こんな私を「世界一美しい」と。異国でお姫様扱いしてくれる彼

数年前の冬。ヨーロッパに留学していた私は、陰鬱な寒さに耐えかねて、隣国の知人と関係を持った。お互いに長く付き合っている恋人がいたにもかかわらず接近した結果、私たちは恋人たちに別れを告げて、付き合う選択をしてしまった。
向こうがそれをどう思っていたのかは知らない。ただ、私は自分の愚かさを今でも恥じている。

ホームシックになった私の状況を知ってかどうか、彼は時間を見つけては、しばしば私の住む街までやってきた。
彼は、私を「世界一美しい」と褒めそやし、瀟洒なレストランで自分のパトロンらに紹介したり、車で日帰り旅行に連れ回した。彼が私に施す愛情表現は、私にとっては実に数ヶ月ぶりの特別扱いだったのだ。

勉学の為に居を移すことは、後ろ盾がなくなったような心細さを伴う。私が愛した美しい川と煌びやかな宝物を抱く街は、極東の島国の小娘ひとり住み着いたとて、無論それに関心を寄せる訳ではない。
スリに狙われぬよう鞄を抱きしめ、ひとり劇場の安い桟敷席に潜り込み、オペラを聴く日々。ロビーのそこここで、仕立ての良いスーツの男性が、女性の毛皮をうやうやしく脱がせクロークに預けている。それを横目に私は、長時間の立ち見に耐えうる靴で、香水の香りの混じり合う雑踏をすり抜ける。
母国でだったら、私だって毛皮を着てエスコートされながら観劇する身分よ。舞台を見下ろしながら、そう心の中で呟き唇を噛み締める。
けれど私の自慢の艶やかだった黒髪は、硬度の高い水道水でごわごわに広がり、柔らかかった肌は、凍てついた空気になぶられ、見る影もない。

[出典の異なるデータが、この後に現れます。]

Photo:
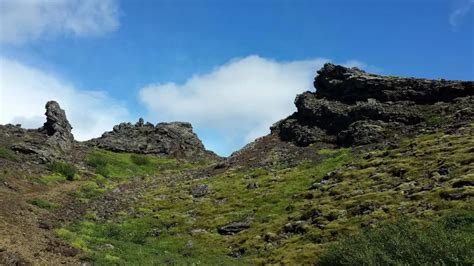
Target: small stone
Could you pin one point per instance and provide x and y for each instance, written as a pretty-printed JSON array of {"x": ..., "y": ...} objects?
[
  {"x": 252, "y": 186},
  {"x": 200, "y": 190}
]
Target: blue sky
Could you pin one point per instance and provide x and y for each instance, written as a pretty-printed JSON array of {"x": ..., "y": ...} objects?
[{"x": 231, "y": 68}]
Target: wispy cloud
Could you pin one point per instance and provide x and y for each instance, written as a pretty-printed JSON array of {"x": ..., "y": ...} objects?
[
  {"x": 28, "y": 20},
  {"x": 458, "y": 14},
  {"x": 24, "y": 90},
  {"x": 236, "y": 102}
]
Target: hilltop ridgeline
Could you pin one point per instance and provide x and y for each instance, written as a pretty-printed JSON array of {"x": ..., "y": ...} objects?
[
  {"x": 176, "y": 139},
  {"x": 352, "y": 107},
  {"x": 55, "y": 141}
]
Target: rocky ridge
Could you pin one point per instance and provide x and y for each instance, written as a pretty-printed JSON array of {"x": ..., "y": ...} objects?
[
  {"x": 352, "y": 107},
  {"x": 54, "y": 140},
  {"x": 176, "y": 139}
]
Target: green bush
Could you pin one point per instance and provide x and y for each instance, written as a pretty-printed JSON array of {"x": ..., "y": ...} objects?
[
  {"x": 407, "y": 243},
  {"x": 8, "y": 154},
  {"x": 66, "y": 169},
  {"x": 43, "y": 204},
  {"x": 139, "y": 159}
]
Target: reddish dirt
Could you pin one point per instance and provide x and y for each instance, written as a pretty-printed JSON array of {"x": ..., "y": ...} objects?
[{"x": 22, "y": 241}]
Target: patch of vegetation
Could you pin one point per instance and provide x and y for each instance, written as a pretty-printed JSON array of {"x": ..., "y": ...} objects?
[
  {"x": 447, "y": 242},
  {"x": 436, "y": 120},
  {"x": 43, "y": 204},
  {"x": 53, "y": 178},
  {"x": 120, "y": 166},
  {"x": 66, "y": 169},
  {"x": 8, "y": 154}
]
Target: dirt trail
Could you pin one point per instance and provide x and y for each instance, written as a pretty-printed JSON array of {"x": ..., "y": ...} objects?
[{"x": 21, "y": 238}]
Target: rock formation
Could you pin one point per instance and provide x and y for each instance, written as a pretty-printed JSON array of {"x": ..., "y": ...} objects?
[
  {"x": 53, "y": 140},
  {"x": 176, "y": 139},
  {"x": 351, "y": 107}
]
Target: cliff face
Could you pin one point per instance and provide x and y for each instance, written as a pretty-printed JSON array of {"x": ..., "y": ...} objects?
[
  {"x": 352, "y": 107},
  {"x": 176, "y": 139}
]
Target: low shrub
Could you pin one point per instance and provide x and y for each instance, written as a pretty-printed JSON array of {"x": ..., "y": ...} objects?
[
  {"x": 43, "y": 204},
  {"x": 64, "y": 168},
  {"x": 407, "y": 243}
]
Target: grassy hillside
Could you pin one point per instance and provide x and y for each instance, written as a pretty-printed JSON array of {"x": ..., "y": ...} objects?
[{"x": 305, "y": 214}]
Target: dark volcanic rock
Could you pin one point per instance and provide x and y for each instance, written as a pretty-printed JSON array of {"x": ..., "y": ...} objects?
[
  {"x": 51, "y": 141},
  {"x": 57, "y": 127},
  {"x": 200, "y": 190},
  {"x": 352, "y": 107},
  {"x": 352, "y": 84},
  {"x": 176, "y": 139}
]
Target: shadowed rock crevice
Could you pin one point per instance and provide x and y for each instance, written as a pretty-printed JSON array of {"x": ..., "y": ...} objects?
[
  {"x": 53, "y": 140},
  {"x": 176, "y": 139},
  {"x": 352, "y": 107}
]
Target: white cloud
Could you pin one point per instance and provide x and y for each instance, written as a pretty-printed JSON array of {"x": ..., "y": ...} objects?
[
  {"x": 27, "y": 20},
  {"x": 457, "y": 15},
  {"x": 25, "y": 90},
  {"x": 239, "y": 100}
]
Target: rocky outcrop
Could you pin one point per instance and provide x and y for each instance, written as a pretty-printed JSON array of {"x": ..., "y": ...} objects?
[
  {"x": 352, "y": 107},
  {"x": 352, "y": 84},
  {"x": 176, "y": 139},
  {"x": 53, "y": 140},
  {"x": 57, "y": 127}
]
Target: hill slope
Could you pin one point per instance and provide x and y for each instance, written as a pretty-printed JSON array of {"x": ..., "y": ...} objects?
[{"x": 364, "y": 156}]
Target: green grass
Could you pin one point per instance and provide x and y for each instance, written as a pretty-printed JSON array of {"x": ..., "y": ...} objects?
[
  {"x": 446, "y": 242},
  {"x": 8, "y": 154},
  {"x": 367, "y": 189},
  {"x": 66, "y": 169},
  {"x": 43, "y": 204},
  {"x": 168, "y": 209}
]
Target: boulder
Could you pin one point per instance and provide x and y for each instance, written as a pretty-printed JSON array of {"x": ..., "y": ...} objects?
[
  {"x": 352, "y": 84},
  {"x": 352, "y": 107},
  {"x": 176, "y": 139}
]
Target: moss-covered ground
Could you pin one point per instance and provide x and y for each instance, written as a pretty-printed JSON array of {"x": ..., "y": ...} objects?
[{"x": 295, "y": 213}]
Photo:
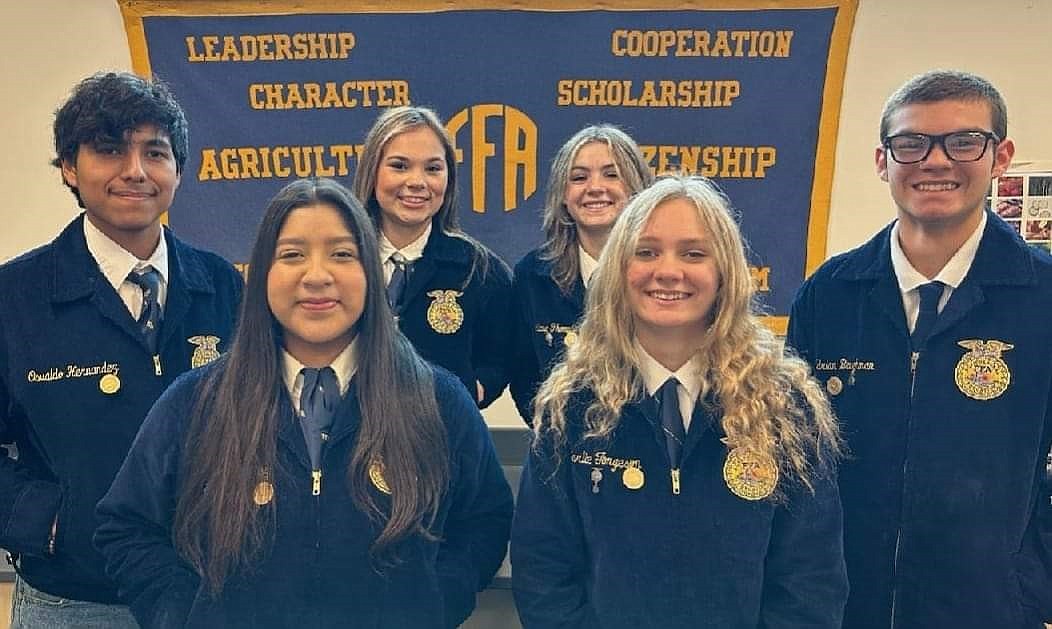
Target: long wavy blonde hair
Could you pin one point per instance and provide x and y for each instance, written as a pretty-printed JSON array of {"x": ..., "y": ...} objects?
[{"x": 770, "y": 403}]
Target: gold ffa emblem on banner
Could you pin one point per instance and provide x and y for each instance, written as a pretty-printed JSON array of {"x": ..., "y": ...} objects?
[
  {"x": 749, "y": 474},
  {"x": 445, "y": 316},
  {"x": 206, "y": 350},
  {"x": 982, "y": 373}
]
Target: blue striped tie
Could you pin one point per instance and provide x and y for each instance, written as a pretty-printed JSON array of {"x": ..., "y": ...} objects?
[
  {"x": 149, "y": 317},
  {"x": 930, "y": 293}
]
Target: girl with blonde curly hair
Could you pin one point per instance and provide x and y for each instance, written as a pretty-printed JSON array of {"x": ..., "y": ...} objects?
[{"x": 683, "y": 468}]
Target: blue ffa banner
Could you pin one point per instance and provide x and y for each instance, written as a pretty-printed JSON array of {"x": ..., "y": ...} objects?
[{"x": 737, "y": 92}]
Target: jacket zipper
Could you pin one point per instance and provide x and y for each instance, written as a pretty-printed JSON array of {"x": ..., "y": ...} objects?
[{"x": 914, "y": 357}]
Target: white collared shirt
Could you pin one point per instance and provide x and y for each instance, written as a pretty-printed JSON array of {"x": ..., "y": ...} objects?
[
  {"x": 116, "y": 263},
  {"x": 587, "y": 264},
  {"x": 344, "y": 365},
  {"x": 410, "y": 252},
  {"x": 951, "y": 275},
  {"x": 689, "y": 376}
]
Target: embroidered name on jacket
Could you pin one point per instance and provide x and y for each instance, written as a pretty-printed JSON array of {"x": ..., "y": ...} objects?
[
  {"x": 72, "y": 370},
  {"x": 603, "y": 459},
  {"x": 844, "y": 365}
]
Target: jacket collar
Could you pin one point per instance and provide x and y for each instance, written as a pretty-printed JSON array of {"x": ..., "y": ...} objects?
[
  {"x": 543, "y": 268},
  {"x": 448, "y": 249},
  {"x": 76, "y": 274},
  {"x": 1002, "y": 259}
]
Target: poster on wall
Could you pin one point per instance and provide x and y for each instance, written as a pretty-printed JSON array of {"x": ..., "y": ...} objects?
[
  {"x": 734, "y": 90},
  {"x": 1024, "y": 199}
]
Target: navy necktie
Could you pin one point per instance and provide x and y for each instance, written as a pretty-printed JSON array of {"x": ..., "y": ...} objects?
[
  {"x": 149, "y": 317},
  {"x": 396, "y": 287},
  {"x": 671, "y": 420},
  {"x": 318, "y": 403},
  {"x": 930, "y": 293}
]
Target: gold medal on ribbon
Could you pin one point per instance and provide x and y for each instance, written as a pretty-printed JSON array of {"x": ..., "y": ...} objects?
[
  {"x": 749, "y": 474},
  {"x": 109, "y": 384},
  {"x": 632, "y": 478},
  {"x": 264, "y": 490},
  {"x": 445, "y": 316},
  {"x": 982, "y": 373},
  {"x": 377, "y": 477},
  {"x": 205, "y": 350},
  {"x": 834, "y": 385}
]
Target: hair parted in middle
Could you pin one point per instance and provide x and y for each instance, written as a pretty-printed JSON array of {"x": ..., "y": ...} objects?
[
  {"x": 560, "y": 230},
  {"x": 395, "y": 122},
  {"x": 233, "y": 431},
  {"x": 769, "y": 402}
]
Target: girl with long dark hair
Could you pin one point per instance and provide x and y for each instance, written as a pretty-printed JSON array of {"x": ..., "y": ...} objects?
[{"x": 318, "y": 474}]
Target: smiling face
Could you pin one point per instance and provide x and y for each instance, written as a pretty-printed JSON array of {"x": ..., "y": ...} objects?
[
  {"x": 411, "y": 181},
  {"x": 316, "y": 286},
  {"x": 125, "y": 185},
  {"x": 594, "y": 193},
  {"x": 937, "y": 191},
  {"x": 672, "y": 279}
]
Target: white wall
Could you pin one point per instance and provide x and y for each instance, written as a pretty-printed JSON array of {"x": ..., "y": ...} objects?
[{"x": 47, "y": 45}]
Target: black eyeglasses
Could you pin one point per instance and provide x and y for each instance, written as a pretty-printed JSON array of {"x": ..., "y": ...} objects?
[{"x": 959, "y": 146}]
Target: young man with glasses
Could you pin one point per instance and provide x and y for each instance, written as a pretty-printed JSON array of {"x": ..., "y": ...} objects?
[
  {"x": 932, "y": 343},
  {"x": 94, "y": 326}
]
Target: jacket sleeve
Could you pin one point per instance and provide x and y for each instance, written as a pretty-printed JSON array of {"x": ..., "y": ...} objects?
[
  {"x": 478, "y": 523},
  {"x": 801, "y": 319},
  {"x": 27, "y": 504},
  {"x": 805, "y": 576},
  {"x": 136, "y": 519},
  {"x": 549, "y": 554},
  {"x": 490, "y": 345},
  {"x": 523, "y": 368},
  {"x": 1035, "y": 559}
]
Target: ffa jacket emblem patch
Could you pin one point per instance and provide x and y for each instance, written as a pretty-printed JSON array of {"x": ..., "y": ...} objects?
[
  {"x": 445, "y": 316},
  {"x": 206, "y": 350},
  {"x": 982, "y": 373}
]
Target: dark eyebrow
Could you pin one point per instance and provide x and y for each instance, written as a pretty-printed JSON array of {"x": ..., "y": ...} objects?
[{"x": 329, "y": 241}]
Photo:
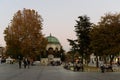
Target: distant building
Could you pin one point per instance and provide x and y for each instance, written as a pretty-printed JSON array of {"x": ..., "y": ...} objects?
[{"x": 53, "y": 50}]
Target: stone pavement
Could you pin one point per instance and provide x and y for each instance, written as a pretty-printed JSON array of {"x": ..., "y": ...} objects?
[{"x": 12, "y": 72}]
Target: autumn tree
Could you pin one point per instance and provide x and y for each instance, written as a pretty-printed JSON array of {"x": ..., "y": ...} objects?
[
  {"x": 24, "y": 36},
  {"x": 82, "y": 29},
  {"x": 105, "y": 36}
]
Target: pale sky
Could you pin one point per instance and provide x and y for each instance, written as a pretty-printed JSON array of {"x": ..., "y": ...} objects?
[{"x": 59, "y": 15}]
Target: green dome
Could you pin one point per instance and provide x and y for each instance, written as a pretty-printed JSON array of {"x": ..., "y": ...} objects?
[{"x": 52, "y": 39}]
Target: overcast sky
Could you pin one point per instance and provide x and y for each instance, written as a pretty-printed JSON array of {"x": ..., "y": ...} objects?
[{"x": 59, "y": 15}]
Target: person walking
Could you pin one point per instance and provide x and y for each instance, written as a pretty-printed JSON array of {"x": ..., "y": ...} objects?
[{"x": 25, "y": 62}]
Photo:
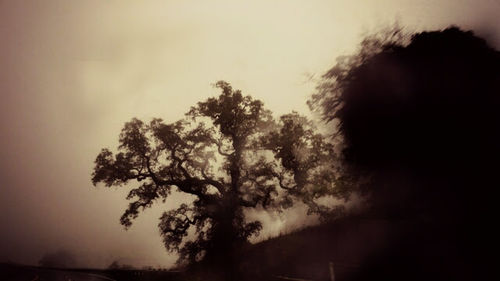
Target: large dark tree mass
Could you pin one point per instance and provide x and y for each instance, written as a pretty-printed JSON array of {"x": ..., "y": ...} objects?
[
  {"x": 420, "y": 126},
  {"x": 229, "y": 154}
]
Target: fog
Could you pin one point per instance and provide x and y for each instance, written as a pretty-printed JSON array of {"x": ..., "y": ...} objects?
[{"x": 71, "y": 74}]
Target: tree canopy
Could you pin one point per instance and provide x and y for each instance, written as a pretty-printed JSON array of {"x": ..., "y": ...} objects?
[
  {"x": 419, "y": 123},
  {"x": 230, "y": 154}
]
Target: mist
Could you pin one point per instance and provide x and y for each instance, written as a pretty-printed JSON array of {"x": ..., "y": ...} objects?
[{"x": 72, "y": 73}]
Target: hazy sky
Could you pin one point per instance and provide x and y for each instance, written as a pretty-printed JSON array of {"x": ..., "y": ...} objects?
[{"x": 72, "y": 72}]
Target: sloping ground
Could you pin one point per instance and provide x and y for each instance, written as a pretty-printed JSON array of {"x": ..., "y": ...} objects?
[
  {"x": 359, "y": 248},
  {"x": 12, "y": 272}
]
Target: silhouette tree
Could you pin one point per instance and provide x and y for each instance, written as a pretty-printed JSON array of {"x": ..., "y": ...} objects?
[
  {"x": 229, "y": 154},
  {"x": 419, "y": 123}
]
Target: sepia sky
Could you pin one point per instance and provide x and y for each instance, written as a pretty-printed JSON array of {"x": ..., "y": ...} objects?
[{"x": 72, "y": 72}]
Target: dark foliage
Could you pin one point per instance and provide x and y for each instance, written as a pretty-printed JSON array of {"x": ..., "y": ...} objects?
[{"x": 420, "y": 125}]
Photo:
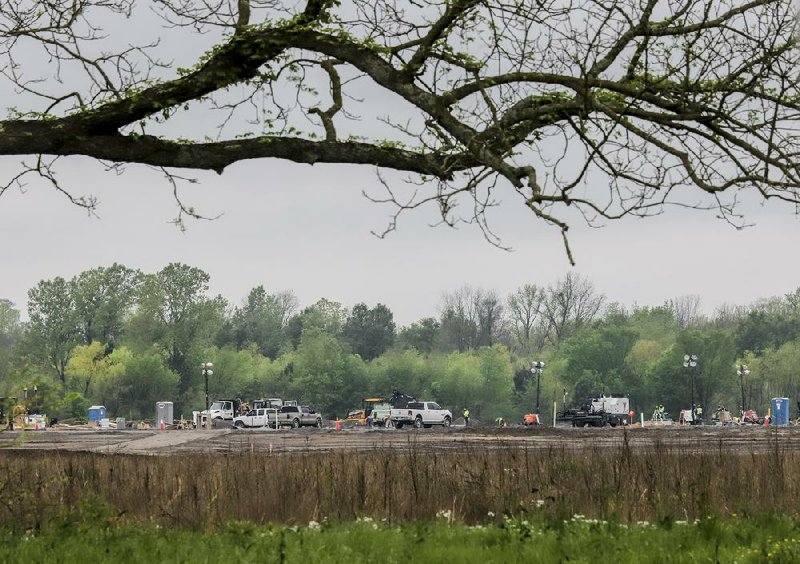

こんな私を特別扱いしてくれる相手、手放したくなかった。

別れて気付く、お互い所詮は自分の事しか考えていなかった

彼が歳上の女性と浮気したことを知った時、「あなたもしがみつく相手が必要だったんだね」としみじみしてしまった。
彼に縋りつき引き留めたい気持ちと、彼を情けなく思う気持ちと、「世界一」の座に奇襲をかけられた自分を惨めに思う気持ちが押し寄せる。まるで、私の価値が損なわれたかのような心地がした。
浮気が発覚した後も煮え切らない態度を取り続ける彼に、私は引導を渡すしかなかった。
「僕を解放してくれてありがとう」その言葉を聞いた時、私は笑ってしまった。あなたにとって私は、重荷だったのか。自分のことしか考えていないじゃないか。
そう詰ろうと息を吸った時、はたと思い当たった。私も、自分のことしか考えていなかったことに。
彼は私にしがみつくことができなかったのだと思うと、憐憫に近いものが湧いてきた。別れる時、私たちはようやくお互いを理解したらしい。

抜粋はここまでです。